Um es etwas vereinfacht zu beschreiben, führt der Jetstream auch dazu, dass sich Zonen zusammenfließender Luft (Konvergenz) und Zonen auseinanderfließender Luft (Divergenz) ausbilden. Diese ist für das Wettergeschehen insofern von zentraler Bedeutung, als in der Höhe zusammenfließende Luft zu Absinkbewegungen führt, denn die Luft muss an dieser Stelle dann irgendwo hin und das geht an der Grenze zur Stratosphäre nur nach unten**. Dieses Absinken führt dazu, dass sich Wolken auflösen und uns einen blauen Himmel bescheren. Wieder in die Organisation übertragen lautet die Schlussfolgerung, dass, wenn das Top-Management sich einig ist (Konvergenz), im Unternehmen ziemlich sicher gutes Wetter herrscht. Es kann manchmal so einfach sein.

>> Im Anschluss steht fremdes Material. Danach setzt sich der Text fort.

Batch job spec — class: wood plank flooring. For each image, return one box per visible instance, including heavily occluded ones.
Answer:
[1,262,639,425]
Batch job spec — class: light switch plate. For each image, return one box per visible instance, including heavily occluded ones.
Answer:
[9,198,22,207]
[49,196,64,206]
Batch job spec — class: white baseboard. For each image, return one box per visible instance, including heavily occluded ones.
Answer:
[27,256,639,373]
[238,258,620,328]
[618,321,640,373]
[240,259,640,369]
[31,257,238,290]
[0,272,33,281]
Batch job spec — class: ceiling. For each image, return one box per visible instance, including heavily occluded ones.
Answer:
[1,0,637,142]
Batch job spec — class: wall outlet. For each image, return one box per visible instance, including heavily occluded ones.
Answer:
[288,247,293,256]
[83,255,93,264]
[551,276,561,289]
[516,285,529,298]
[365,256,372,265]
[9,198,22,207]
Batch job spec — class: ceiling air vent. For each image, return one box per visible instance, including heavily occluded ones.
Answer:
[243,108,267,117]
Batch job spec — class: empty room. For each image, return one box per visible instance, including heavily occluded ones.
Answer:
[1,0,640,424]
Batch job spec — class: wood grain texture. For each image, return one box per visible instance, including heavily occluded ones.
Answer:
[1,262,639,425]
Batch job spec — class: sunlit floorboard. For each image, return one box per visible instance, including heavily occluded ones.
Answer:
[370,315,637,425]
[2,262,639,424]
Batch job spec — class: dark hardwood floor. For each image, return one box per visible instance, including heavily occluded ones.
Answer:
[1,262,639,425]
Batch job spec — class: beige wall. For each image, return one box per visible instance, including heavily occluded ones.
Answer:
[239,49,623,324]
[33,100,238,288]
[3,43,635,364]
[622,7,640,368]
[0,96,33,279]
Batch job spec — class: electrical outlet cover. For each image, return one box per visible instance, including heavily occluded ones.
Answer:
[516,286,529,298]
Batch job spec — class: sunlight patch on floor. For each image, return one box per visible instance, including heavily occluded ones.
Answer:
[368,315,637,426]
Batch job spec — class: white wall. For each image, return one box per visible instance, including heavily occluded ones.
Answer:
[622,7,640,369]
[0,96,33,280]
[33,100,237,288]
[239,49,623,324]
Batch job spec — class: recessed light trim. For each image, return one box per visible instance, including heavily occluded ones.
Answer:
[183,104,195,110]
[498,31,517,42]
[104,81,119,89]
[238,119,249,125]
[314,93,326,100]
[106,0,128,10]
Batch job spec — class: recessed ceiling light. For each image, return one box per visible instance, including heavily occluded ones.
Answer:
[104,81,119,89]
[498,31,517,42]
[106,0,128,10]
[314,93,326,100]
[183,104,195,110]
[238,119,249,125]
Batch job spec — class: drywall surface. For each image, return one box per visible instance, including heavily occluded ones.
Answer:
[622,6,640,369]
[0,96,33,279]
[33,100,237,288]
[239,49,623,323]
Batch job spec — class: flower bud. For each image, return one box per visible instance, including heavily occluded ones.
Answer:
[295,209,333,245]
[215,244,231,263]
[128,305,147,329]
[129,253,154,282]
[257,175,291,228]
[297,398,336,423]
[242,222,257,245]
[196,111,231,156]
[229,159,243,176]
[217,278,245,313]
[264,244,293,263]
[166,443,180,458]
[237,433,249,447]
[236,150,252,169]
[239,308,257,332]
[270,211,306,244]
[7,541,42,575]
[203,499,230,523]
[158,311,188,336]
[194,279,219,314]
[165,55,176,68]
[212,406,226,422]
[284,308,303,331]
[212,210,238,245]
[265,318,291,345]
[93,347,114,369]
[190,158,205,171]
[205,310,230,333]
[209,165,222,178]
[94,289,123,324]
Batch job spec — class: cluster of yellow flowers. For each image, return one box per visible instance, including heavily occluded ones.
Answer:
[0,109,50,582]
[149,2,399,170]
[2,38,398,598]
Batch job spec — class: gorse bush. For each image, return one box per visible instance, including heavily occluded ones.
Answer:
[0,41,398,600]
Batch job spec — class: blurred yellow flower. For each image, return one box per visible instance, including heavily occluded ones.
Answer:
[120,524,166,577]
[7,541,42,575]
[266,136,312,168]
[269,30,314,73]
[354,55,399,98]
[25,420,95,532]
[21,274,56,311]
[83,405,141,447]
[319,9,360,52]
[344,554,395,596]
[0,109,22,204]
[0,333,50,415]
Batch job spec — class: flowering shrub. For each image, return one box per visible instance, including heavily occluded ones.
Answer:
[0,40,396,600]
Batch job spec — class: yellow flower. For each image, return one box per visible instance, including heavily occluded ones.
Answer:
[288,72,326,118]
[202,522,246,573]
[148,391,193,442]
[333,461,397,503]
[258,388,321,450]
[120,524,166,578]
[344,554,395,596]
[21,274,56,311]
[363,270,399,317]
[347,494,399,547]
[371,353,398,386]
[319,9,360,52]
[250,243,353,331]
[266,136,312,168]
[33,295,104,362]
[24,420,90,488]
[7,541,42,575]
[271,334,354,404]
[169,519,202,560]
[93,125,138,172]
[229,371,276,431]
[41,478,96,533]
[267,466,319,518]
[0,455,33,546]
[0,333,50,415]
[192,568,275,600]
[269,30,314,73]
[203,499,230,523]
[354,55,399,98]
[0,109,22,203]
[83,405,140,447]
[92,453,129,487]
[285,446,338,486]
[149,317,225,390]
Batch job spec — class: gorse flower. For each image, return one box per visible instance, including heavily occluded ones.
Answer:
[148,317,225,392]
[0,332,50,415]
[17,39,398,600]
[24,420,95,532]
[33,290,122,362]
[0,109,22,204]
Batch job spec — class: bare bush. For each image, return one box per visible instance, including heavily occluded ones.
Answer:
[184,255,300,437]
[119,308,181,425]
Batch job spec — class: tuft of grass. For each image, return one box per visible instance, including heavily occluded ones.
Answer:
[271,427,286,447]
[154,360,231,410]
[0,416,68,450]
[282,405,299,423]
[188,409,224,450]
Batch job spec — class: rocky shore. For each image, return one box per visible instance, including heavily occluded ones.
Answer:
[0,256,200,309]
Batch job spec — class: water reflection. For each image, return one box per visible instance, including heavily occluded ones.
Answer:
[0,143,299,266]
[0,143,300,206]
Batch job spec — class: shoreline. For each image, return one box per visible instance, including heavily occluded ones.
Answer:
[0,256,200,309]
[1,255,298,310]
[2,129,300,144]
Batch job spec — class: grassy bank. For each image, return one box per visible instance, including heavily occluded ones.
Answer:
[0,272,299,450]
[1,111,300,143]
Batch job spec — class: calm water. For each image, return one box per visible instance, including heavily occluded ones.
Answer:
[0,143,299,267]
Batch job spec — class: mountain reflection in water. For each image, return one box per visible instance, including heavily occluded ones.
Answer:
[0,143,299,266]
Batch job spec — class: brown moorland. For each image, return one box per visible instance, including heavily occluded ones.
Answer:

Es sind also die heftigen Strömungen in der obersten Etage, die die Geschehnisse über weite Regionen hinweg bestimmen. Demzufolge sollten diese immer ganz besonders im Blick behalten werden. Die Satellitenperspektive ist daher der Beginn einer jeden Wetteranalyse. Mit dem Verständnis der auf oberster Ebene vorherrschenden Windrichtung, der Verteilung von Druckgebieten, die diversen Zusammen- und Auseinanderflüsse und die mäandernden Fronten (vgl. Trog) lassen sich schon sehr zuverlässige Aussagen über die Auswirkungen und mögliche kommende Entwicklungen treffen. Das ist in der Unternehmenswetterkunde dasselbe Prinzip wie in der klassischen Meteorologie.


In diesem Sinne wünsche ich Ihnen für Ihre Vorhaben ganz viel Rückenwind!


Mit heiteren Grüßen,


Michael Wohlstein

Organisationsmeteorologe

*Sollte dies auf Ihr Top-Management nicht zutreffen, bitte sofort die Flucht ergreifen!

**Da die Temperatur ab der Tropopause mit der Höhe wieder zunimmt, kann ein Luftpaket an dieser signifikanten Grenze nicht weiter aufsteigen.